I'd like to go Bulhorns, whether thats flipping and cutting or buying them in so should I go for more or less or the same reach than my very compact feeling tricross.

I'm thinking dark green frame, tan tape and saddle though thats not settled at all. To be a blitzing around/into town bike in a fairly hilly area (though I have climbed the biggest hill in the middle ring fairly comfortably today). Should I be worried about road quality (shitty) when chooosing components or not fussed.

Also whats the score with wheels, do I just swap out the cassette for a single ring for now or is it a depends on type of wheel thing or do I need to build one up with a new hub (I know I will if I want to go flip flop hub).


----------



## david1701 (24 Jul 2011)

I've been reading sheldon on the subject and it didn't really help, I could just use all stock parts and take off the deraileur and add some spacers but I think going flip flop is better so I can choose?


----------



## dave r (24 Jul 2011)

david1701 said:


> I'd like to build up a single speed with fixed potential on a budget, would this be a viable frame geometry wise? From the shoot picture I think it has horizontal dropouts and clamp on handlebars but I'm not sure at all - Going to see it Tuesday to test it size wise and to confirm those things.
> 
> I'd like to go Bulhorns, whether thats flipping and cutting or buying them in so should I go for more or less or the same reach than my very compact feeling tricross.
> 
> ...




Yes its suitable for a fixed conversion, its fitted with a gear block/freewheel rather than a cassette so the OLN, the space between the dropouts, should be the same as a flipflop rear hub. If you are going down the single speed road you should be able to use the original wheel, providing its in good condition, if you want to go fixed it would be easier to get a wheel with a flipflop hub. I wouldn't pay much more than the fifty quid already showing though.


----------



## david1701 (24 Jul 2011)

its been relisted at least once so I reckon he'll take an offer, thinking 2x£20s cash and in person?
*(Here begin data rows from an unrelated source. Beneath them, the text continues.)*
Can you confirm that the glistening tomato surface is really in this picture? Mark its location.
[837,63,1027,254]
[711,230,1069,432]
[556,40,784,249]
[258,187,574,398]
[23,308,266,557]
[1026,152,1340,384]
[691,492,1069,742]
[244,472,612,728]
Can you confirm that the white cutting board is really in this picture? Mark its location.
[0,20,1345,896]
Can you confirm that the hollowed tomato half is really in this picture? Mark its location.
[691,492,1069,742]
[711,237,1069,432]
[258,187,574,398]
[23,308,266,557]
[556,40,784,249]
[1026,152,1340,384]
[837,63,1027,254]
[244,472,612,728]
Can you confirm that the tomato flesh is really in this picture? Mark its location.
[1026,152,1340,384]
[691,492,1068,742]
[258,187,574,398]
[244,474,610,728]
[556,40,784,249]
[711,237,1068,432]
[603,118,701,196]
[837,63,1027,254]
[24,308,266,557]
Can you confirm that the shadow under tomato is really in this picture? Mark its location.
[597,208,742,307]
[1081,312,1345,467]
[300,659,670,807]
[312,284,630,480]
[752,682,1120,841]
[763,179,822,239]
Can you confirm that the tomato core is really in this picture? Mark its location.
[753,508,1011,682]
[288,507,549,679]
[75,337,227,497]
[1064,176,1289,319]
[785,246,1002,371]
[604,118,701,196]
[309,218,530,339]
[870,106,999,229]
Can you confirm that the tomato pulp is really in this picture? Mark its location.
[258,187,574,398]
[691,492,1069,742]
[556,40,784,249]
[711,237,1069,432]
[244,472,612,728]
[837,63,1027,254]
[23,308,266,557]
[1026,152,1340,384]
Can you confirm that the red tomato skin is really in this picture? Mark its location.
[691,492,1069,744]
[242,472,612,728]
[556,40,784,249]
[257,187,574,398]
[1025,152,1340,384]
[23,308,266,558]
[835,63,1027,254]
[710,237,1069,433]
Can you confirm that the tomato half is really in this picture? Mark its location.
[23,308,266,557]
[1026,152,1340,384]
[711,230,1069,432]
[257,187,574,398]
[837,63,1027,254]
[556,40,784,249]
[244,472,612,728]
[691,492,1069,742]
I reckon I'd like to do a lot to it so I'll probably go flip flop off the bat and flog any bits in good nick to fund additonal tweaks. I have access to real good spraying so it'll be a bare frame job.

Where would you buy parts online- I've been hunting?


----------



## smokeysmoo (24 Jul 2011)

You'll be fine with that frame, I've done it myself, here's the before and after pics of the fixed gear conversion I did...... admittedly I went to town on it, (not literally!). I used the original bars, stem and brake caliper, and then 'blinged' it with a smoothed frame, (filled the internal cable routing, ground of the shifter bosses etc), then a pearl white paint job, retro P10 decals, Sugino crank, Halo track cog, 1/8' chain, Charge wheelset, new brake lever, new seatpost, new headset and Brooks saddle and bartape.
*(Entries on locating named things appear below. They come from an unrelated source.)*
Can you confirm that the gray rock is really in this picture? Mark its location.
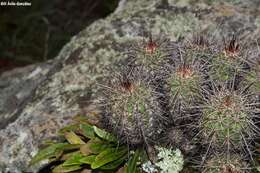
[0,0,260,173]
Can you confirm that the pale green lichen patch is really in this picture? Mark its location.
[142,147,184,173]
[151,13,199,40]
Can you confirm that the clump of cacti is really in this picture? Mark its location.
[200,88,256,148]
[102,68,163,145]
[31,31,260,173]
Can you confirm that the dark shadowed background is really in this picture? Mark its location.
[0,0,119,74]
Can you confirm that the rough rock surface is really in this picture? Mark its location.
[0,0,260,173]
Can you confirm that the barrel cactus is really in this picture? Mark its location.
[100,68,163,145]
[30,34,260,173]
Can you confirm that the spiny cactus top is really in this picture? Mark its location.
[98,34,260,173]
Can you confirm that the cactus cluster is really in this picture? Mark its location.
[101,34,260,173]
[31,34,260,173]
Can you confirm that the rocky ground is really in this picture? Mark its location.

One thing to be aware of with Peugeot frames, many of them use a 24mm seatpost, and these are rarer than hens teeth! I needed a longer post as they were only ever very short ones they used, and I managed to find an ebay seller supplying a 22.2mm post with a professionally machined shim. Some people use bean cans/coke cans as shims, but I think you can tell form my build that I had no intention of doing such a thing.

I've just started a new Peugeot project as well, this time I'm doing a 10 speed conversion, and once again I need a 24mm seatpost  Watch this space.

As was mentioned, I wouldn't pay very much more than the current bid, there are plenty of bikes out there, but they are experiencing a renaissance, and as such prices can get silly at times, be patient if you want to save £££'s.

Good luck and have fun if you go for it


----------



## RecordAceFromNew (24 Jul 2011)

Imho it does have horizontal dropouts, and clamp on handlebars. It is however impossible to tell what the diameter of the handlebar is given the vintage, so it might or might not be straightforward to get a new handlebar of your choice without also changing the stem.

It looks like a 21" frame to me.

The components that have the greatest impact on comfort for poor road surface are the tyres (and the pressure you put in) - wider tyres (that will fit within the forks/frame/mudguard if any) running at lowish pressure will be considerably more comfortable than the opposite.

Although not definite, it is most likely that the rear wheel has a freewheel and not freehub (i.e. no cassette). Although the chainline won't be perfect there is nothing to stop you running the existing wheel and indeed chain suitably shortened with a bmx freewheel initially to turn it into a ss. If you like it you can go further with more bling, new flipflop wheel, single chainring chainset etc.

If you don't like it you can flock it losing possibly nothing.


----------



## smokeysmoo (24 Jul 2011)

david1701 said:


> Where would you buy parts online- I've been hunting?


http://freshtripe.co.uk/Freshtripe/Home.html


http://bricklanebikes.co.uk/

http://stores.ebay.co.uk/Charlie-The-Bikemonger?_rdc=1

http://stores.ebay.co.uk/Magic-Bike-Mike?_rdc=1

Just Google 'fixed gear parts' and you'll be swamped with sites. Always check prices though, some of these places really know how to charge, and lots of sites operate on ebay as well as their standard online shops, and prices can vary, or you might free p&p on ebay for example.


----------



## david1701 (24 Jul 2011)

dam thats sexy Smokey. Aye RecordAce I have a feeling its an aged relatives bike and he's flogging it so might have measured it wrong?

I'm thinking to just man up and go for sexy slick 22s as my sisters bike is soooo rapid to ride with its light frame and thin tyres.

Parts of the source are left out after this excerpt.